スピンオフ 第二話 沼地の主と新たな出会い
畑の防衛シフトをアルトたちに任せ、ボアくんは、さらに森の奥深くへと足を進めていた。
但し、今回は一人ではない。ボアくんの数歩後ろには、つい先日、村の近くで保護されたばかりの、手製の弓を操る小柄な少女・ルナちゃんが不機嫌そうな顔で同行していた。
「……ねえ、ダグラス様に言われたから付いてきたけれど、なんで私がこんな太っちょさんの護衛をしなきゃいけないわけ?飢え死にしそうな時に吞気に草むしり?」
「吞気じゃないぞ、ルナちゃん!僕の鼻が『何か美味しい匂い』を感知したんだ。……多分、ダグラス様のショウユに絶対会う食材なんだ」
辿り着いたのは、かつて大泥蟹を取った危険な沼地の上流だった。ボアくんが泥だらけになりながら見つけたのは青々とした野生のネギだった。
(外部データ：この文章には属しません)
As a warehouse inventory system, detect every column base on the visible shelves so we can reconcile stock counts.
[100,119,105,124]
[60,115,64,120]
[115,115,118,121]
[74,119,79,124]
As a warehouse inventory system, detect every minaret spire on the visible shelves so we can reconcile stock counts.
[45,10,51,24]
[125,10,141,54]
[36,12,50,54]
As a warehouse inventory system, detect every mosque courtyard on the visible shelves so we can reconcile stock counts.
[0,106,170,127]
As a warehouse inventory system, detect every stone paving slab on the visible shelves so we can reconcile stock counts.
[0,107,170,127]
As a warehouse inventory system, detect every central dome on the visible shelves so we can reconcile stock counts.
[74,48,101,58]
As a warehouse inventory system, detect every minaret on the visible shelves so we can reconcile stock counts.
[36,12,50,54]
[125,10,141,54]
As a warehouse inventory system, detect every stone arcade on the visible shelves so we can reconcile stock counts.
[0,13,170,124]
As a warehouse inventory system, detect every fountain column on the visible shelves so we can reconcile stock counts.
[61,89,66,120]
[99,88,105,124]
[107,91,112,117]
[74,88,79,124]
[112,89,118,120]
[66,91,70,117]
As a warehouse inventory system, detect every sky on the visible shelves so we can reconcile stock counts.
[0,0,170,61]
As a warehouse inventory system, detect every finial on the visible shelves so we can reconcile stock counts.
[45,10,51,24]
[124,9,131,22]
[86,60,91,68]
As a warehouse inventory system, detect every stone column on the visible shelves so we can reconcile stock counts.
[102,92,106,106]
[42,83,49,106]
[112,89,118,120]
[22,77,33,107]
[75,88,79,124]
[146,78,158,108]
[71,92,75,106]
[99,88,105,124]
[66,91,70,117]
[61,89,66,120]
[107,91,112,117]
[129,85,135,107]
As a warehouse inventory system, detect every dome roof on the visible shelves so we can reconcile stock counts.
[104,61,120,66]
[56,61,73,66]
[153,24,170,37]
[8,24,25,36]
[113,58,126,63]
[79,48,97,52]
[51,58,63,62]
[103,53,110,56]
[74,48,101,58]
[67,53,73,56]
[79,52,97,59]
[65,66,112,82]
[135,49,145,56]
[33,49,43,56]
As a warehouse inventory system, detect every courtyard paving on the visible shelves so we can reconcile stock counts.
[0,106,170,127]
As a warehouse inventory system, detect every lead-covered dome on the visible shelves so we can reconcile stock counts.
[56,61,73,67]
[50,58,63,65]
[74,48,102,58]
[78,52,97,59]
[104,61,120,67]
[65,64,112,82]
だが、ボアくんが夢中でそれを掘り起こそうとしたその時、沼の泥を跳ね上げて、大泥蟹の生き残り「沼ハサミ」がギチギチ」と音をたててボアくんにおそいかかった。
「ギャッ!まだ残っていたのかっ!」
足元はぬかるむ泥。ボアくんが身動きを失ったその瞬間――ボアくんの頭上を空気を切り裂く鋭い音がかすめた。
シュウゥゥゥゥン! ボグッ!!
ルナちゃんの放った手製の矢が、泥蟹の目の中心に比較突き刺さる。驚異的な速度で第二射、第三射が放たれ、泥蟹はあっという間に物言わぬ肉塊へと変わった。
「……ふぅ。本当に危なっかしいんだから。ダグラス様が私を付けた理由が分かったわ」
弓を下ろしたルナちゃんに、ボアくんは目を輝かせる。
「ルナちゃん、凄い!助けてくれてありがとう!……流石、ダグラス様が見込んだ狩人だぜ!」
「ふ、ふん。私はただ、ダグラス様に『ボアくんに付いていけば、君が驚くような美味しものを食べることが出来るぞ』っていわれたから仕事をしただけよ。そんな辛そうな草が、本当に美味しくなるの?」
「なるんだよ!村に帰ったらアルトさんも巻き込んでご馳走を作ってあげる」
ボアくんの屈託のない笑顔に、ルナちゃんのお腹がグゥ、と小さくなった。